Words were at the heart of it; as if Dory’s entire character was not only ‘articulated’ by Anglo-Saxon (in some obscure way – ie the rhythm of the diction, the complexity of the grammar, the elegance of the styling) so much as totally defined by it.
He’d sometimes complain of feeling ‘a kind of niggling’ deep inside of him – like a hunger, almost a pining – as if the old tongue still existed somewhere, still chattered away, uninhibitedly, like an underground stream, tirelessly searching for a fault at the surface – a crack, a furrow, a weakness – anything – to allow it to flood through and overwhelm him.
He was rightly fearful of this babbling (it groaned and chuckled, in stops and starts, like the cranky Kurhaus plumbing), and yet in some strange way, this subterranean conflict also served to buffer him. It was a secret – a flow; a Dionysian current – which couldn’t be dammed, either by his own dogged conformity or his father’s proselytising.
He had no proper name for it, but even if he had, he wouldn’t’ve dared speak it. And there was actually no need (when all was finally said and done), because it spoke itself, constantly, creeping up on him – when he least expected it (while he was eating, sitting innocently in class, or out in the hills, walking) and blowing a sudden, icy blast of cold air on to the back of his neck; making him start and gasp, making the delicate hairs there stand stiff and erect.

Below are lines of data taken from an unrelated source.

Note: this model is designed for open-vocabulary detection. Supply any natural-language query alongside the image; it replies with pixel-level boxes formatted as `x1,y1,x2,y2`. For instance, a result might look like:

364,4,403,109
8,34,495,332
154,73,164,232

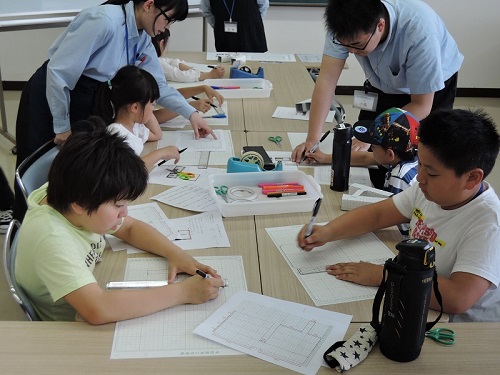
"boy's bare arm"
297,198,408,250
145,113,163,142
64,275,224,324
430,269,491,315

Sometimes it would nudge him, furtively, whispering confidingly (grown-up things, secret things, things he couldn’t – or didn’t want to – understand). And sometimes it would just pester him, persistently – like a bad boy in class – elbowing him, nudging him, sideswiping and jostling him.
But it thrived – most of all – on ornate ambushes; lying low for hours – days, even – until he’d almost forgotten about it, then jabbing him, savagely, between the ribs, or shoving him, violently, from the back; sending him hurtling – hands out, eyes starting – terrifying him; making him roll up tight, into a ball, his arms over his head, his chin on his chest, his knees drawn in (like a spent fighter, receiving a kicking) until it finally emerged – powerful, victorious – from between his own lips, in the form of something which sounded suspiciously like…
>
But what?
A curse?
No…
A bellow?
No…
A cackle?
Well…
A laugh…?
Uh…
Sometimes more of a…a roar, and sometimes just a titter. Sometimes a yuk-yuk-yuk or a hoarse guffaw or a tee-hee-hee, or a single, sharp Ha! (It was nothing if not variable).
Dory never really saw the joke, somehow.
In fact he’d swallow it back if he could – bite it back. The effort this took (the sheer force of will) made his eyes stream and his lips turn purple. It stropped his throat. It made him burp.
His deeply bemused father began prescribing chalk.
‘Mein Gott. But how unbelievably tedious…’ – the ten-year-old Isidore sometimes thought – ‘to be the stranger everywhere…’: at school, where the other boys still mocked his accent and the girls found him ‘cute’ (because he was small for his age) and treated him like a plaything. Then at home, where there were always visitors, cheerfully – confidently – appropriating the vista (in that immediate way, that English way), the children especially, who arrived, choc-full of vicious territorial bravura.
And as much as he might yearn to, he could not –
Just can’t
– bring himself to speak with them (‘Not in German. Like a stranger? Never! But not in English, either. What if Father should hear?’), and so they quickly grew tired of him. They called him ‘dumb’ and ‘stupid’; ‘weird’, even. Sometimes they’d gang up on him (pelt him with pine cones in the forest, dunk him in the river), or – more often – they’d simply ignore him (like he was invisible, as if his ‘difference’, his ‘foreignness’, rendered him so).